Por Gustavo De la Rosa Hickerson
La terrible noticia del asesinato a mansalva de los abogados Salvador Urbina y César Cordero Muñoz hizo temblar de miedo, coraje e impotencia al gremio legista, y nos recordó que la muerte nos es cercana.
El lunes pasado, Chavita y César trabajaban en el privado de un despacho que compartían cuando dos sicarios llegaron al lugar. Esperaron un minuto en la puerta de entrada, uno de ellos ingresó al privado y, a sangre fría, asesinó a los profesionistas.
Este doble homicidio es el más reciente en una serie numerosa de ataques armados contra compañeros que ejercen la profesión. Resulta muy doloroso acudir una y otra vez al sepelio de las víctimas, algunas de ellas líderes intelectuales o profesionales del gremio, para después esperar la justicia que nunca llega.
Ciertamente que los abogados no defendemos angelitos pero tampoco somos matones que andemos por la calle retando a la huesuda. En nuestro trabajo contraemos adversarios y amigos, uno por cada asunto, pero la pena de muerte no está contemplada para quienes peleamos por los intereses, familias y libertades de otras personas. Cuando terminamos la escuela no nos advirtieron que nuestro oficio era de alto riesgo.
Ni siquiera en las guerras formales los combatientes pierden tantos amigos; les cuento algunos casos.
Extremadamente doloroso e intimidante fue el crimen de Dante Almaraz, asesinado por haber revelado la infiltración del grupo delictivo La Línea en la Policía local. Fue él quien derribó, a golpe de piedra, el montaje gubernamental que incriminaba a inocentes en uno de los hechos más aterrorizantes de los feminicidios en Juárez: las osamentas en el Campo Algodonero.
Sorpresiva y angustiante fue la muerte de Julián Sosa, uno de mis primeros alumnos en 1975 y esposo de una entrañable amiga. Un exitoso abogado de grandes negocios y empresas prominentes. Duro, sistemático y feroz en el litigio.
Recuerdo el dolor de ir al funeral de Luis Mayans, que venía desde la preparatoria junto con nuestras generaciones de los sesentas. Abogado de grandes asuntos y que siempre alzaba la voz contra los abusos del poder aunque no fuera patrocinador del caso.

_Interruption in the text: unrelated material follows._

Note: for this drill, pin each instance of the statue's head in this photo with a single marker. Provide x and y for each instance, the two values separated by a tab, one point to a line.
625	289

Fue impensable la muerte del licenciado Carmona, amigo y vecino del Valle de Juárez, padre de una distinguida alumna y compañero de litigio por más de 20 años. Lo asesinaron por no pagar una extorsión de 10 mil dólares durante los primeros manotazos de los “cobracuotas”, que llegaron junto con los militares y su guerra contra el narco.
Toda la familia de abogados Escobedo: el padre, dos hijos, y un primo. A uno lo asesinaron los policías de Patricio Martínez porque lo confundieron con otro.
¡Hágame usted el favor!
Después mataron a los demás, nunca se supo quiénes lo hicieron ni quiénes lo mandaron.
Aquí le paro a la individualización, porque hay que recordar a los 15 defensores derechohumanistas que también perdieron la vida por la fuerza de la violencia.
Ninguno de estas personas trabajaba para los cárteles de la droga.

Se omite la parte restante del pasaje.